The aim of this project is to make existing FrameNet (FN) resources computationally accessible for multilingual natural language generation and controlled semantic parsing via a shared semantico-syntactic grammar and lexicon API.
We provide a currently bilingual but potentially multilingual FN-based grammar and lexicon library implemented in Grammatical Framework (GF) on top of GF Resource Grammar Library (RGL). The API of the FN-based library represents a shared set of automatically extracted semantico-syntactic verb valence patterns from 66,918 annotated sentences in Berkeley FrameNet (BFN 1.5) and 4,267 sentences in Swedish FrameNet (SweFN, a snapshot taken in December 3, 2014). The concise set of 869 patterns covers 483 shared frames (using BFN frames as interlingua) and 77.5% of sentences evoking the shared frames in both BFN and SweFN (44,645 and 2,596 sentences respectively).
Based on the FN-annotated sentences covered by the shared valence patterns, and the GF RGL type system for verbs, we have extracted 3,432 lexical entries (subcategorized lexical units, LUs) from BFN, and 1,899 entries form SweFN. LUs between BFN and SweFN are not directly aligned, therefore a specific lexicon is generated for each language. However, a partial shared lexicon has been automatically derived on top of the language-specific lexicons, currently providing a mapping between 703 LUs in BFN and 900 LUs in SweFN. The shared lexicon covers 25.1% (11,223) of BFN sentences and 35.8% (928) of SweFN sentences – of the above mentioned sentences which are represented by the shared valence patterns.
All numbers are indicative and a subject to change if more corpus examples, translation equivalents or improved heuristics is provided.
As a side result, a unified method for comparing and mapping semantic and syntactic valence patterns and lexical units across framenets is proposed.
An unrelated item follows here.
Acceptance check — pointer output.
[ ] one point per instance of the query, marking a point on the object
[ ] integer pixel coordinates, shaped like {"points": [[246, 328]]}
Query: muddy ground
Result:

Thus, from the perspective of developers of FN-annotated corpora, this can be seen as a tool providing cross-lingual hints on how to improve the coverage.
This work has been supported by Swedish Research Council under Grant No. 2012-5746 (Reliable Multilingual Digital Communication: Methods and Applications) and by Centre for Language Technology in Gothenburg. The research leading to these results has received funding also from Latvian State Research Programme NexIT.